Citation Information :
Chowdhury PK, Dhar KK, Das G. Association between Portal Hypertensive Gastropathy with Different Grades of Liver Dysfunction in a Tertiary Hospital: A Cross-sectional Study. Bengal Physician Journal 2024; 11 (3):125-129.
Background: Controversy exists regarding how and to what extent portal hypertensive gastropathy (PHG) varies with different grades of liver dysfunction. Our aims and objectives were to assess the correlation of PHG with different grades of liver dysfunction.
Materials and methods: Seventy (70) patients diagnosed with chronic liver disease (CLD) with gastrointestinal bleeding admitted to the Department of Medicine, R. G. Kar Medical College and Hospital, Kolkata were considered as the study group in this retrospective study design. Portal hypertension (HTN) was confirmed by endoscopic features and their history, clinical, hematological, and biochemical data. Patients with systemic disorders, such as diabetes, renal failure, septicemia, and congestive cardiac failure were excluded from the study. Endoscopically, it was found that 35 patients had congestive gastropathy (CG), while another 35 patients without gastropathy served as controls. The Child's Pugh scoring system was applied to assess the severity of liver dysfunction.

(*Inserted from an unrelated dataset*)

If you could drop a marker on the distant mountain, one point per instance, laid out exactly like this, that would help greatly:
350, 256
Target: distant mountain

Results: The prevalence of esophageal varices and CG were frequently observed in the patients with portal HTN in this study. Congestive gastropathy is more commonly located in the fundus and body (74.28%). Mild gastropathy (57.14%) is more commonly encountered than severe gastropathy (42.85%). The number of patients with bleeding episodes is found to be more in patients with PHG [34(97.14%)] compared with non-PHG group [28(80%)]. In patients with mild PHG, child's grade A was found in 2 (10%) cases, grade B in 13 (65%) cases, and grade C in 5 (25%) cases. In patients with severe PHG, child's grade A was found in 2(13.3%), grade B in 4 (26.6%), and grade C in 9 (60%) cases.
Conclusion: Severe PHG was associated more with grade C liver disease (severe grade liver dysfunction). The correlation between severity of PHG and liver dysfunction was found to be significant. More studies are needed to enable one to predict which patients will develop PHG and which will bleed from it.